WILLIAM S. BEINECKE
Yale benefactor
Interviewed on November 11, 2004
Interview (1 hr 10 mins)
William S. Beinecke graduated from the Yale class of 1936 and from Columbia Law school in 1940. He served in the US Navy from 1941-45 as an officer on destroyers in nine Pacific battles.
Mr. Beinecke learned to play golf at Baltusrol, and he played “quite a bit” of recreational golf while he was a student. However, he said that he wasn’t aware that the varsity team was winning national championships. At the time, the clubhouse was a “shack” with food service and a hot dog stand in the parking lot where the cart barn is today. He played JV football, which was coached by Gerald Ford (then a student in the Law School). During WWII, he played golf at Pearl Harbor in 1945 on the day of FDR’s funeral at the course where “Light Horse” Harry Cooper was the pro.

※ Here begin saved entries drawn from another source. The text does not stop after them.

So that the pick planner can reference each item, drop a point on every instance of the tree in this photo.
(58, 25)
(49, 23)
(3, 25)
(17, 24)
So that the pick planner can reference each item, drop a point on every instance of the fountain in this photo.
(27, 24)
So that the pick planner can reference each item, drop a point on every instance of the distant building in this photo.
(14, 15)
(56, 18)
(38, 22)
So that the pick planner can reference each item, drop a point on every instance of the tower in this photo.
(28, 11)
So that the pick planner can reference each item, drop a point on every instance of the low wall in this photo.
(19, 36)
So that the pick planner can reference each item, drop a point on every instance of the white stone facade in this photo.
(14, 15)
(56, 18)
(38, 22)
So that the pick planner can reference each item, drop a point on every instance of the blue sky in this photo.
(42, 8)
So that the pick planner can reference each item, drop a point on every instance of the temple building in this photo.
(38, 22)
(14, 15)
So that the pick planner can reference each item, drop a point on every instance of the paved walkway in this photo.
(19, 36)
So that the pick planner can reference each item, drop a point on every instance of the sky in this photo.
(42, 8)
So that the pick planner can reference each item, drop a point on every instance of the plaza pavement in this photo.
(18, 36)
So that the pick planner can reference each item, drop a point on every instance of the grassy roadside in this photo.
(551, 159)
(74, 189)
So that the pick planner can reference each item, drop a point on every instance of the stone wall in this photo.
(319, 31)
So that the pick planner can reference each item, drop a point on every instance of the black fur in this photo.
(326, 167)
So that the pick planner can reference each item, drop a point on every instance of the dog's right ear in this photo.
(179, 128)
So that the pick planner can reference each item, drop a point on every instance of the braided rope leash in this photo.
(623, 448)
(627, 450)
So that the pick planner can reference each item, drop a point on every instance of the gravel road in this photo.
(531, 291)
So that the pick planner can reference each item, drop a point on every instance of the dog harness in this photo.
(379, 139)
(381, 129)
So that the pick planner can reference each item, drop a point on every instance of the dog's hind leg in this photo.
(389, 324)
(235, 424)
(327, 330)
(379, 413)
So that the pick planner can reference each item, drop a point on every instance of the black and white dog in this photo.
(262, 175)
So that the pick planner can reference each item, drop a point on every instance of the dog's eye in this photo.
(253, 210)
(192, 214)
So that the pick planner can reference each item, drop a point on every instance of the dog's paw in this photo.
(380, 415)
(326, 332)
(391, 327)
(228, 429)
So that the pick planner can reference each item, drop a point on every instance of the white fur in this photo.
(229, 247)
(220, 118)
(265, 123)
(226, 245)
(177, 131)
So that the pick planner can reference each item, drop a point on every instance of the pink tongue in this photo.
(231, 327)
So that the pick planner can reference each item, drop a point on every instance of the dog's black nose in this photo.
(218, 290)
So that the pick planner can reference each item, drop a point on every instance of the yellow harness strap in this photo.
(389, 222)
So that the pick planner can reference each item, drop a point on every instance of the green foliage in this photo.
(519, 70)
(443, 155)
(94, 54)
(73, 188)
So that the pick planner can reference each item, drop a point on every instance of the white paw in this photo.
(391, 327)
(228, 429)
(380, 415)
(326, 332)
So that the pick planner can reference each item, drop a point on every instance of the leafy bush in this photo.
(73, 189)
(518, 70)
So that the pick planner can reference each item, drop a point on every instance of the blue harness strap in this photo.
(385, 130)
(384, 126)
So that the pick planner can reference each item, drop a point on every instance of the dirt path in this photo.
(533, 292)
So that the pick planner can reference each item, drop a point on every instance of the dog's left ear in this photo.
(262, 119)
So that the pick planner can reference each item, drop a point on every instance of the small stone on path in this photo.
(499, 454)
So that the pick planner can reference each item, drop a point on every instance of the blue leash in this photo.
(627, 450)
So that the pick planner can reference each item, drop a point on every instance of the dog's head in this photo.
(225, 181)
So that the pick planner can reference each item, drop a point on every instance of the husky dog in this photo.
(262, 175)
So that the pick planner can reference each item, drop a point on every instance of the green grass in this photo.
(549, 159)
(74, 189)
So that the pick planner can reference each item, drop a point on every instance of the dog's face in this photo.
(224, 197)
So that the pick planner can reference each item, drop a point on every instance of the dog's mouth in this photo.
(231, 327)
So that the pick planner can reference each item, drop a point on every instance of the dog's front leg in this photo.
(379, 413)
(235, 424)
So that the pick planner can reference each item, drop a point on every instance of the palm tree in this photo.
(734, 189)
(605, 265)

Mr. Beinecke became a major benefactor of Yale golf and its course. In 1965 he made a significant donation for an complete in-ground watering system. At the dedication, he played with Ellis Knowles, the 1907 US Amateur runner-up and intercollegiate champion. He also gave further funds for the acquisition of carts and the laying of cart paths. Widdy Neale once drove him down the precipitous hill path from the thirteenth-hole tee box, an experience that led Beinecke to help arrange a land swap with the water company to allow the safer present route. Then in 1979, he and his Prospect Hill Foundation made the donation for constructing the present Prospect Hill clubhouse. Back in the 1940’s, the “shack” that Beinecke remembered from his college years had been expanded to include a locker room and lunch counter. The Prospect Hill clubhouse was specifically designed around the fireplace from the original “shack.”
While on the board of trustees he was a defender of the course, but “never heard any talk of selling the course.” During the summer he plays at Eastward Ho in Chatham on Cape Cod where a portrait of Jess Sweetser hangs in the bar room. He played with Jess Sweetser and Watts Gunn in the 1960’s at the Cotton Bay Club on the island of Aleuthria. Sweetser was reprimanded by Gunn for his coarse language, saying “think of Bob up there in Atlanta not able to play golf anymore.” Watts Gunn and Bob Jones had been boyhood friends, and when they played in the final of the 1925 US Amateur it was the only time that members of the same club (East Lake) had done so. Now Beinecke plays in Father-Son Golf Association tournaments, and the Beineckes have twice been the three-generation champions. Dave Paterson started W. S. Beinecke Alumni Guest Tournament in his honor in the 1980’s.